Opinion
2020–01527 Index No. 717792/17
03-30-2022
Scahill Law Group P.C., Bethpage, NY (Gerard Ferrara of counsel), for appellants. Hecht, Kleeger & Damashek, P.C., New York, NY (Ephrem J. Wertenteil of counsel), for respondent.
Scahill Law Group P.C., Bethpage, NY (Gerard Ferrara of counsel), for appellants.
Hecht, Kleeger & Damashek, P.C., New York, NY (Ephrem J. Wertenteil of counsel), for respondent.
ANGELA G. IANNACCI, J.P., SHERI S. ROMAN, LARA J. GENOVESI, WILLIAM G. FORD, JJ.
DECISION & ORDER
In an action to recover damages for personal injuries, the defendants appeal from an order of the Supreme Court, Queens County (Frederick D.R. Sampson, J.), entered January 2, 2020. The order granted the plaintiff's motion for summary judgment on the issue of liability.
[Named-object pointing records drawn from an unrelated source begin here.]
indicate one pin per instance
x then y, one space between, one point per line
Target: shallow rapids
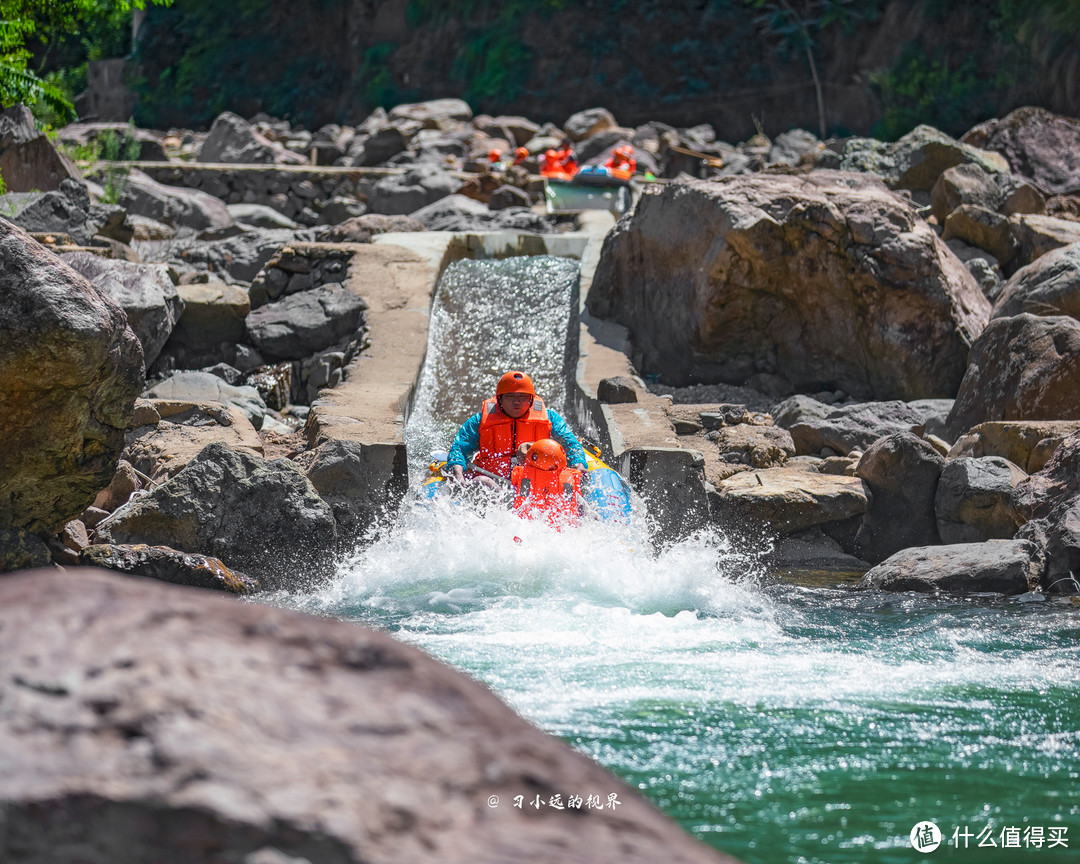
777 724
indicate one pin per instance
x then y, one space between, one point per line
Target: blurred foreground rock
142 723
70 368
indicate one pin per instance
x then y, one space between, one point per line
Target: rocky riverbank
869 347
864 353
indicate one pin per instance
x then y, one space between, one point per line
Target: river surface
778 723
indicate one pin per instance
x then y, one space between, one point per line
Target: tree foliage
48 22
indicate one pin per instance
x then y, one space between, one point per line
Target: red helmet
514 382
545 455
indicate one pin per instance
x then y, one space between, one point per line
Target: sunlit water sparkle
778 723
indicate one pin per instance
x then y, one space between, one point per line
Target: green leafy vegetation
937 82
117 149
375 79
32 32
206 56
918 89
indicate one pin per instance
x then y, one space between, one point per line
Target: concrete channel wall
397 274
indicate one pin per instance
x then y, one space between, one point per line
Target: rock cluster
147 723
903 310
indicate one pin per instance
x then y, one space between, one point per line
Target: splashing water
777 723
488 318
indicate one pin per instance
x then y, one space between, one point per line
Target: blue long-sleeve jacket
467 442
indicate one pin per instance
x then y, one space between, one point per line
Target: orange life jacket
500 435
551 495
558 164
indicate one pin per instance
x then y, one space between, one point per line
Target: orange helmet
545 455
514 382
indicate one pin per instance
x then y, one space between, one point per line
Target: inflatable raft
599 493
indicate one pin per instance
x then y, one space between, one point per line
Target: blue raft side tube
607 495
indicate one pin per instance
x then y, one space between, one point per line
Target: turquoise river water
778 723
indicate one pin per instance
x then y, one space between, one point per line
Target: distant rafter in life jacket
501 434
559 164
544 487
621 163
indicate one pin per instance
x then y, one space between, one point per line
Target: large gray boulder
150 144
28 160
994 567
262 517
964 184
302 324
167 565
232 139
214 313
1050 285
1037 144
400 194
461 213
147 723
1028 444
916 160
1051 500
363 484
828 280
144 291
854 427
901 472
973 501
68 211
584 124
70 368
1024 367
241 257
173 205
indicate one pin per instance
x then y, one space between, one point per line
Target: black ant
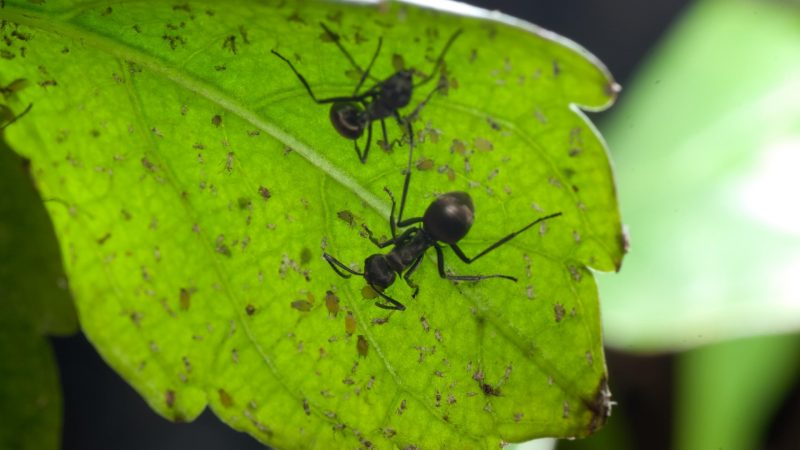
7 112
351 115
446 221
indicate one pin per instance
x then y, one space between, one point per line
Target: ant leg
336 265
443 274
394 304
386 146
502 241
440 59
395 240
407 276
16 118
311 93
365 73
335 38
407 179
363 156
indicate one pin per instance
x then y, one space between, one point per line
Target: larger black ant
351 115
446 221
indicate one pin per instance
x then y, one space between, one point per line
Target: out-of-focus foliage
33 303
707 146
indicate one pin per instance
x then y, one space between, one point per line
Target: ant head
348 119
449 217
377 271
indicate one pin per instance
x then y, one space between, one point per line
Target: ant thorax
395 93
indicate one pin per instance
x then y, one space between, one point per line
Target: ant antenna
364 73
440 59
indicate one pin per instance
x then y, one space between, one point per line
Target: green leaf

ORDERED that the order is affirmed, with costs.
On June 15, 2017, the plaintiff, while driving his vehicle on Central Avenue in Queens, allegedly was injured when traversing the intersection at Beach 12th Street when his vehicle was struck by a vehicle owned by the defendant Revven Klein and operated by the defendant Rachel Goldberg as the defendants’ vehicle attempted to make a left turn. The plaintiff commenced this action against the defendants, alleging negligence. After discovery, the plaintiff moved for summary judgment on the issue of liability. In an order entered January 2, 2020, the Supreme Court granted the plaintiff's motion. The defendants appeal.
Pursuant to Vehicle and Traffic Law §§ 1141 and 1163, the operator of a vehicle intending to turn left within an intersection must yield the right-of-way to any oncoming vehicle that is within the intersection or so close to it as to constitute an immediate hazard (see Sapienza v. Harrison, 191 A.D.3d 1028, 142 N.Y.S.3d 584 ; Ming–Fai Jon v. Wager, 165 A.D.3d 1253, 87 N.Y.S.3d 82 ; Attl v. Spetler, 137 A.D.3d 1176, 28 N.Y.S.3d 699 ). A violation of these statutes constitutes negligence per se (see Sapienza v. Harrison, 191 A.D.3d at 1030, 142 N.Y.S.3d 584 ; Vainer v. DiSalvo, 79 A.D.3d 1023, 1024, 914 N.Y.S.2d 236 ).
Here, the plaintiff established his prima facie entitlement to judgment as a matter of law on the issue of liability through his submission of a photograph showing the damage to his vehicle, as well as transcripts of his deposition testimony and the deposition testimony of the defendants. This evidence demonstrated that Goldberg violated Vehicle and Traffic Law §§ 1141 and 1163 when she made a left turn directly into the path of the plaintiff's vehicle. Goldberg was negligent in failing to see what was there to be seen by attempting to make a left turn when it was hazardous to do so (see Ming–Fai Jon v. Wager, 165 A.D.3d at 1254, 87 N.Y.S.3d 82 ).
A plaintiff is no longer required to show freedom from comparative fault to establish her or his prima facie entitlement to judgment as a matter of law on the issue of liability (see Rodriguez v. City of New York, 31 N.Y.3d 312, 324–325, 76 N.Y.S.3d 898, 101 N.E.3d 366 ; Poon v. Nisanov, 162 A.D.3d 804, 807, 79 N.Y.S.3d 227 ). Accordingly, the Supreme Court properly granted the plaintiff's motion for summary judgment on the issue of liability.
In view of the foregoing, we need not reach the parties’ remaining contentions.
IANNACCI, J.P., ROMAN, GENOVESI and FORD, JJ., concur.